Autonomi is designed with ease of use in mind for app developers, too. Developing simple apps is just a short step from what developers are familiar with in terms of APIs and methodologies.
However, those wishing to perform more complex system-level tasks will need to go deeper into its architecture—there are some big differences between traditional client-server systems and decentralized architectures.
This section provides a brief introduction to the underlying technical architecture of the Network…
The first step in understanding the architecture of Autonomi is to take a look at distributed hash tables. These are structures that map a unique ID to something on the distributed network, be that data, a device or a service.
Kademlia is a distributed hash table (DHT) protocol which provides a way for millions of computers to self-organize into a network, communicate with other computers on the network, and share resources between devices, all without a central controlling entity.
Petar Maymounkov and David Mazières released the Kademlia distributed hash table in 2002. The idea is that nodes form a network overlay, and are identified with a different node identification system. So a node with an IP address of 96.251.182.97 might have a 256-bit XOR address that looks like this: 17846cb8a4b53c9e44c616d2415a15984283eee975a1dac8f488dd91d0aed1cd
.
Bitwise Exclusive OR (XOR) has the feature that each address is a unique distance from any other address in the address range. XOR distance bears no relation to physical distance. Indeed, two pieces of data on the network may be very close XOR-wise but be sitting on machines located on opposite sides of the world.
With potentially millions of devices on a network, there's no way a single node could keep track of them all without running out of resources. Instead it keeps a record (a routing table) containing information about a small number of other nodes and lets the magical uniqueness of XOR distances do the rest.
Each node is a unique distance from every XOR address in the space, which means its routing table is also unique.

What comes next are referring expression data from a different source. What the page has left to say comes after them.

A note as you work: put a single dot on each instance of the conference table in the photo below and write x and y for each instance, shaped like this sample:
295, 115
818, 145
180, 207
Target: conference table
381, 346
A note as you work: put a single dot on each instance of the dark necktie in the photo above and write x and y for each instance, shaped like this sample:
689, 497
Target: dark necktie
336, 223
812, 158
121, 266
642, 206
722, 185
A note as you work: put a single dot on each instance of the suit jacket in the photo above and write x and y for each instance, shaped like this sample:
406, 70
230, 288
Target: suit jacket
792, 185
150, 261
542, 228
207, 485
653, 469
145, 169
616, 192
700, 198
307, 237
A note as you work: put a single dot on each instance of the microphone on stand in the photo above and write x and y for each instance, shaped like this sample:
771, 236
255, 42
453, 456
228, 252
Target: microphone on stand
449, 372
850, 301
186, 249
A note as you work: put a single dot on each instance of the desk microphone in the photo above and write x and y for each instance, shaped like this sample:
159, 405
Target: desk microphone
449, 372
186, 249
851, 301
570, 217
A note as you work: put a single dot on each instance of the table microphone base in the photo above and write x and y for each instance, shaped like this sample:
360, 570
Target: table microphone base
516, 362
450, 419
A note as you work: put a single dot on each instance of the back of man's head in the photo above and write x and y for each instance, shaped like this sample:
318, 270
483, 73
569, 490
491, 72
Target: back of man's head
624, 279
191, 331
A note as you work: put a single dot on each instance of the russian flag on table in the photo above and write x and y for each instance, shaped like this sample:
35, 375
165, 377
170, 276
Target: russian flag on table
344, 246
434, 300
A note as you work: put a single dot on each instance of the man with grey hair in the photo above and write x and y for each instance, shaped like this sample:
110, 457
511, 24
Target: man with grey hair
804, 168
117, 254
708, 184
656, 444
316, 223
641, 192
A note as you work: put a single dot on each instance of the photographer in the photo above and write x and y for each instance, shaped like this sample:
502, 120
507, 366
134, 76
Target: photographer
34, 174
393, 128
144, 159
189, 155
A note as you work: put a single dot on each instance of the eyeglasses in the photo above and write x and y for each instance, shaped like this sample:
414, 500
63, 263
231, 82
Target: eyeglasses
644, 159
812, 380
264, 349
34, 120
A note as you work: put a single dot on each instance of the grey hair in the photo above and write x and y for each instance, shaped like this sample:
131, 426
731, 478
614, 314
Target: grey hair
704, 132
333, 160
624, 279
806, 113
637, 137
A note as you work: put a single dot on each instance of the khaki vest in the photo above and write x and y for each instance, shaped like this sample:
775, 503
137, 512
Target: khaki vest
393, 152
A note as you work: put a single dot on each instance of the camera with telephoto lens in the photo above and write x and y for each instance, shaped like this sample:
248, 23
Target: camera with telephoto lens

The address space is enormous: 2^256 is more than the number of atoms in the universe. To make this space manageable it is broken into k-buckets. The furthest away bucket (in terms of XOR distance) contains half the network, the next furthest away represents a quarter of the network, the next furthest an eighth, and so on.
Autonomi is based on Kademlia. Each node's routing table contains information on up to 20 nodes in each k-bucket. This means it knows everything about the nodes in the address space close to it, but very little about space furthest away—but crucially it does know some nodes in that space, and those nodes, of course, know everything about other nodes close to them and can pass messages on. The bigger the Network becomes, the more secure it will get because an individual node will have influence over a decreasing range of addresses.
Every piece of data has a unique address; in the jargon it is ‘content-addressable’—its content defines where it is stored. When a node wants to retrieve a piece of data, it checks its address, then asks the node closest to that address whether it's holding the data. That node in turn checks the address and sees whether it knows a node that's closer. If it does, it passes the message on to that node, and so on, until it reaches the node that's actually holding the data. The same messaging process happens when saving data too. It is very fast and efficient, with the enormous address space being traversable in just a few hops.
In the Autonomi Network, a node's closest neighbours (again, in XOR terms) are called its ‘close group’. Data stored at a node is automatically replicated to the nodes in its close group for redundancy. As nodes leave and others join (a process known as churn) the node's close group will change. The size of the close group is defined by a tuneable parameter, currently it is set at 5.
So, nodes must constantly update their routing tables. They do this by observing which nodes are alive, dead and newly arrived during the course of their day-to-day operations.